At The National Review, Matthew Wilson described the "free speech" talk given by Anthony Romero, executive director of the American Civil Liberties Union (ACLU). Apparently, Romero thinks that free speech is for the purpose of achieving particular political results and not others. Here's an excerpt from Wilson's article:

Today’s enemies of free speech and civil liberties, Romero told Princeton freshmen, are those who deny the “right to gender-affirming health care,” those “attacking critical race theory,” and proponents of Florida’s so-called Don’t Say Gay law. According to Romero, these are the real “freedom-of-expression issues” of our day — the work of right-wing villains who want our society to “go back to the medieval period.”

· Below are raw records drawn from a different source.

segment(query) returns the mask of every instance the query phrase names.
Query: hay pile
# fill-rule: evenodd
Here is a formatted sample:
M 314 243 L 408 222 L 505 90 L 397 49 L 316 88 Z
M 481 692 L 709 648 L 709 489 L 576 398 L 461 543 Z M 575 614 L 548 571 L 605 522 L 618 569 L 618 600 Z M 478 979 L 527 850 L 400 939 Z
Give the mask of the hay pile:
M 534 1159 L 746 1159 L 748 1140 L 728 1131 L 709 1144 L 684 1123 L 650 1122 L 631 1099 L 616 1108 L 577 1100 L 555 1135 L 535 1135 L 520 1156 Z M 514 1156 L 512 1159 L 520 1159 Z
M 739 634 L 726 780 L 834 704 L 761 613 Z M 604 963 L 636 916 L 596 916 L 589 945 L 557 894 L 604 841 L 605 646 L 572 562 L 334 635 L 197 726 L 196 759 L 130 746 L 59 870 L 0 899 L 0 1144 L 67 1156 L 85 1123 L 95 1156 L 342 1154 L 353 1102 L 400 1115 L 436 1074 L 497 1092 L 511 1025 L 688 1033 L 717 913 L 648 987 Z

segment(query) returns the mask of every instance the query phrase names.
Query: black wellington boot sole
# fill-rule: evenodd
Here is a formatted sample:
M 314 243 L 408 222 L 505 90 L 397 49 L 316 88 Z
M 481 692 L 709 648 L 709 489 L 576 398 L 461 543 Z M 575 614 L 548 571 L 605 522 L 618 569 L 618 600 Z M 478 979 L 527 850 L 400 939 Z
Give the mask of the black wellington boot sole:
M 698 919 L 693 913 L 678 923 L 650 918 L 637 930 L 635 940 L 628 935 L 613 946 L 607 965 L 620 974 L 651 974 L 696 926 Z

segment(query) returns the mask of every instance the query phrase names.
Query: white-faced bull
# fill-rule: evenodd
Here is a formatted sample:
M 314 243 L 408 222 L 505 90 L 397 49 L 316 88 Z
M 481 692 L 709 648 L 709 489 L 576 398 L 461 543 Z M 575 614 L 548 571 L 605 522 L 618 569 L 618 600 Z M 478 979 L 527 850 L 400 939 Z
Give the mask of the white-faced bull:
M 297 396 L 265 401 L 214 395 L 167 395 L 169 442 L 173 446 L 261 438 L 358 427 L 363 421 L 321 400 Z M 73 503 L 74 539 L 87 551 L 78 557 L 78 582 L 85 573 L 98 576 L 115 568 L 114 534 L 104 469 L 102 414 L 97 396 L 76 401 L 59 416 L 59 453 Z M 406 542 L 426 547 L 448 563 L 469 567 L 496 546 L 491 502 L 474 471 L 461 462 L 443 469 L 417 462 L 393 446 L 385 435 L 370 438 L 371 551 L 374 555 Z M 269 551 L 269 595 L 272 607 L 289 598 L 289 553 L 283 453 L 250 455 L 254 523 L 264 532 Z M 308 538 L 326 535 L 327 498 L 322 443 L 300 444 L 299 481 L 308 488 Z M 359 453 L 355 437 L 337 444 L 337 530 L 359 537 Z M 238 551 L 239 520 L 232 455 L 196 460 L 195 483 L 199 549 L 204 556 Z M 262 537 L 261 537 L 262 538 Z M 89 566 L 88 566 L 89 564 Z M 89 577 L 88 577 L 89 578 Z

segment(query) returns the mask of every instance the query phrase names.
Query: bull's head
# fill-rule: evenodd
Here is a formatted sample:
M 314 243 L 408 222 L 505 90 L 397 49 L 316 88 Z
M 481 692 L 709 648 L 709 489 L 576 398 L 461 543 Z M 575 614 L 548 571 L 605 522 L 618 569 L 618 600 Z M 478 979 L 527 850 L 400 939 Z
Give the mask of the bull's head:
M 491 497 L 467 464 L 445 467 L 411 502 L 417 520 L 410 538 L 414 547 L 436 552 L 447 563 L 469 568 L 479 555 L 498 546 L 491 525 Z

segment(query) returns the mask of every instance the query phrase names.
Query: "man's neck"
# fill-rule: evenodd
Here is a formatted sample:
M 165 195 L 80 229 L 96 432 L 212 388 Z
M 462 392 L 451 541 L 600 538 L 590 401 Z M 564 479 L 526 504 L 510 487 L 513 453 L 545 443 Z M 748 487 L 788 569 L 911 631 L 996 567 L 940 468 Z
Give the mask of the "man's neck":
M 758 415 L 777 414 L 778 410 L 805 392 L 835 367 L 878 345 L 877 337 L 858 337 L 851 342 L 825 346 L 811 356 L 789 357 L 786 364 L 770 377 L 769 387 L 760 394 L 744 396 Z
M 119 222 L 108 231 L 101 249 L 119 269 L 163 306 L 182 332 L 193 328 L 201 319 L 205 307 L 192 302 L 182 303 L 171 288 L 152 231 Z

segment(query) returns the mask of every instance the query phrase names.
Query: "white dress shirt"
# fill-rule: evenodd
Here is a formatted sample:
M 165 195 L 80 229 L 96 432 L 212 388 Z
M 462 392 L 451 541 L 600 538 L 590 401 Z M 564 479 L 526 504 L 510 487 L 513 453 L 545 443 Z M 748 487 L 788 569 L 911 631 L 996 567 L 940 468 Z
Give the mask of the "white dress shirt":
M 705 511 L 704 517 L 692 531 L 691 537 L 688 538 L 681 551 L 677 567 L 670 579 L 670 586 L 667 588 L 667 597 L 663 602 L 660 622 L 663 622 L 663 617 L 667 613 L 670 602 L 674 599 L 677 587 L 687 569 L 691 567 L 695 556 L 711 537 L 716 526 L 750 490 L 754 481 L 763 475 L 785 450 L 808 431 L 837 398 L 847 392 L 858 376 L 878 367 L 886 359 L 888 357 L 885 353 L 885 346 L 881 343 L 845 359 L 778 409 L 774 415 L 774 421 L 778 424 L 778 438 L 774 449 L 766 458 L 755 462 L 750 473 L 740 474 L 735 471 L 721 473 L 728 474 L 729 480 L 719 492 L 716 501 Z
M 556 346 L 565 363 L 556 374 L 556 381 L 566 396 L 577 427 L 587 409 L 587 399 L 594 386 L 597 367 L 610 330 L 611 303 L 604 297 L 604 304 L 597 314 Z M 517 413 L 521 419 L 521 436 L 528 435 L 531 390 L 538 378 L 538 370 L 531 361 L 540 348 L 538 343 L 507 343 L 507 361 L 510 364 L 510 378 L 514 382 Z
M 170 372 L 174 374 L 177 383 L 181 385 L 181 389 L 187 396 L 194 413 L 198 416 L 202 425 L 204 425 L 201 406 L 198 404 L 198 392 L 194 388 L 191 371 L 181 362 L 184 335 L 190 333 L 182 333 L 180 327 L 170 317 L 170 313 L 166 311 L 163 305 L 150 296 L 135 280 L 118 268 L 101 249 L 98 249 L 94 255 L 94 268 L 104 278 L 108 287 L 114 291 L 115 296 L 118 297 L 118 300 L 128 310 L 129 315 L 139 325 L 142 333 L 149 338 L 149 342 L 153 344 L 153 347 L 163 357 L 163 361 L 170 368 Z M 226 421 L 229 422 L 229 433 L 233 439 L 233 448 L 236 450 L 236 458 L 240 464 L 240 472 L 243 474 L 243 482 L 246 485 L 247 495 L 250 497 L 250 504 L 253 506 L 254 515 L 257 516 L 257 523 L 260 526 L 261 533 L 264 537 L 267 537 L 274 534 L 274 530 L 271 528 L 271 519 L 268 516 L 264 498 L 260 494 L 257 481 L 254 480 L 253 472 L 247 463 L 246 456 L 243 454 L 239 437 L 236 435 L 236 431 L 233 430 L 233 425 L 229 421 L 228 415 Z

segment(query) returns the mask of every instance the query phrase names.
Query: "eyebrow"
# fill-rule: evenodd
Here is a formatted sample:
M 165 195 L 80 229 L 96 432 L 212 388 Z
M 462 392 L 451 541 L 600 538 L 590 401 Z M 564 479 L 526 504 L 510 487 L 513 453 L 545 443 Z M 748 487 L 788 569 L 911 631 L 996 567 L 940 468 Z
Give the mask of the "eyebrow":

At various points during the event, Romero derided former president Bill Clinton as a “homophobe” for signing the Defense of Marriage Act into law, announced that “a major way” he “got into Princeton” was affirmative action, and proclaimed that the ACLU was “intersectional before we knew the word ‘intersectional.’” He also bragged — to cheers and applause from students — about the ACLU’s record, under his leadership, of “suing the Trump administration 434 times.” When Eisgruber asked him about his position on “cancel culture,” Romero declined to offer an unqualified repudiation, instead telling students that there is “an element of the response of cancel culture” that is “positive” because “we shouldn’t put up with,” among other things, oppressive structures of “heteronormativity” and “the patriarchy that’s just bludgeoning people’s gender identities.”